Discussion in 'Science & Technology' started by palerider, Jan 21, 2018.
Nope. You said:
And in your mind that looks like a blank space...if you want to see light waves cancelling out, you can see it happening on a soap bubble...imagine that...it actually happens in the real world.
I think the issue here is that not even the scientists can definitively explain what effect CO2 has in terms of "global warming". Radiative forcing is a massively complex issue and to say that this gas or that cloud or that ocean current or this time of day or night does this or does that is just not possible based on where they are with understanding all the feedback mechanisms etc etc etc. You are right there is a lot of data cherry picked and quoted and and and. The issue is that there is no one data set or analytic tool or computer model that can bring all the data together because science still does not know what data to bring to the table and what to do with it once its there....I'm not even sure we have the computational power to attempt it yet.
It really is still the wild west in terms of this whole cliamte debate and the issue is that more and more people are understanding less and less as the complexities become apparent.

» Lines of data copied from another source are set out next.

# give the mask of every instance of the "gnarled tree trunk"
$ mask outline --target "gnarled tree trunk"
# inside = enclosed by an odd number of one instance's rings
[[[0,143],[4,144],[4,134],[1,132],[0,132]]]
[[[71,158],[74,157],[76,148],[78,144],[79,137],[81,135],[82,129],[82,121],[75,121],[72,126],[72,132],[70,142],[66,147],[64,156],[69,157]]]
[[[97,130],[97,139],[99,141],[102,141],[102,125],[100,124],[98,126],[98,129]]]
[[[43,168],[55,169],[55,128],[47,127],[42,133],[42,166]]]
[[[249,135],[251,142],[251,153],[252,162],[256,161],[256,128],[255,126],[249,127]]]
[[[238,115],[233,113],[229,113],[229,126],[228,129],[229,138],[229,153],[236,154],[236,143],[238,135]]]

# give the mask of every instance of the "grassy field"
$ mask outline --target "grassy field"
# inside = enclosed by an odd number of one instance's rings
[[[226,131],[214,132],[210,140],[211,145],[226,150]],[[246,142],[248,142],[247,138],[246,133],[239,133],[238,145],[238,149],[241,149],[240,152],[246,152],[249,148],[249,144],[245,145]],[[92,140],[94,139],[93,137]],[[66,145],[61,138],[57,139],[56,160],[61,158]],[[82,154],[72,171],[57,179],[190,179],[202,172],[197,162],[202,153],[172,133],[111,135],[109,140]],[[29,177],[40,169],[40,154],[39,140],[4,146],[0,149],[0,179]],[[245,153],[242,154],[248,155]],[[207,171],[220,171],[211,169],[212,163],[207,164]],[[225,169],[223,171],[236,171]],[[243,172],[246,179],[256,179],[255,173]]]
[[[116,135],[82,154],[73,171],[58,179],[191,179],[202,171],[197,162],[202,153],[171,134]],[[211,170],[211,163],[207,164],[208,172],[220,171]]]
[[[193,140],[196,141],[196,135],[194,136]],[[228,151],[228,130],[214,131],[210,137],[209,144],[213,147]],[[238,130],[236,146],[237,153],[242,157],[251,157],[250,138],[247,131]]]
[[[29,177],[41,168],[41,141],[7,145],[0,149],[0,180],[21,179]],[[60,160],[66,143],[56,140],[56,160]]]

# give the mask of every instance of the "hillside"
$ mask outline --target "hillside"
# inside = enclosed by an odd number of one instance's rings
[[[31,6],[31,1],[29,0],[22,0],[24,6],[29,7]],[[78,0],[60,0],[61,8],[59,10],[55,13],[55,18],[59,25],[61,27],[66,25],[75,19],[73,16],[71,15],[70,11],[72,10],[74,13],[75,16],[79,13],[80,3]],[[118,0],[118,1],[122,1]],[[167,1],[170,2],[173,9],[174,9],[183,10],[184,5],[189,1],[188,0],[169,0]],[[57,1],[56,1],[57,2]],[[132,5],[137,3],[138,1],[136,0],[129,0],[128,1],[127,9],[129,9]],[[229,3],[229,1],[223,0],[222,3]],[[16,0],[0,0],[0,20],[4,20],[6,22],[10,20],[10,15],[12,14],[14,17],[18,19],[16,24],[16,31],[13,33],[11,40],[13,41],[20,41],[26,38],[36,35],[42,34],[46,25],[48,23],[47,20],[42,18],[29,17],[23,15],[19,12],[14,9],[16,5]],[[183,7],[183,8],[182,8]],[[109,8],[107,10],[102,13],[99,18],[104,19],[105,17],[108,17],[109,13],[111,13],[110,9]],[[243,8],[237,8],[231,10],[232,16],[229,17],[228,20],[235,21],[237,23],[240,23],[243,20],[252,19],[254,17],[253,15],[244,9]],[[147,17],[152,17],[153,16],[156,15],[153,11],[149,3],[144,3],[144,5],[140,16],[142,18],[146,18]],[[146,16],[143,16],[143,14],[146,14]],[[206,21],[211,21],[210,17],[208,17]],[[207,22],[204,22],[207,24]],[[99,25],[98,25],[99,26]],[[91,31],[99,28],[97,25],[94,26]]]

So if someone comes and tells you that thay have the answer then maybe best to adopt the attitude of de omnibus dubitandum...personally I think all that one can say with any degree of accuracy is that climate changes....why and how....who the fuck really knows...god maybe?
Carbon dioxide traps the outgoing long wave radiation. Without it, the Earth would be frozen because more radiation would be returned to space. That's just basic junior high school level physics.
well, maybe high school.
But, it 's pretty basic stuff.
Here's a more in depth analysis:
Good news now start to factor that one teensy factoid into the whole picture bearing in mind it also emits long wave radiation...
Hardly a "factoid." That CO2 blocks outgoing long wave radiation is what keeps the planet from being an ice ball. Without it, in fact, life as we know it could not exist at all. Carbon Dioxide and water are two very important compounds. Too much or too little, and we start to have serious problems.
A complete explanation of how CO2 affects the atmosphere is given in
Start with the paragraph that begins with "What happens to infrared radiation emitted by the Earth's surface?"
That explanation is not meant to describe the entire complexity of the atmosphere, but it does tell how CO2 radiation works it's way up the atmosphere, and the ramifications at the top of the atmosphere where the IR radiation is is dissipated to space. Although the link is titled as a simple explanation, it does require a good attention span and reading for comprehension.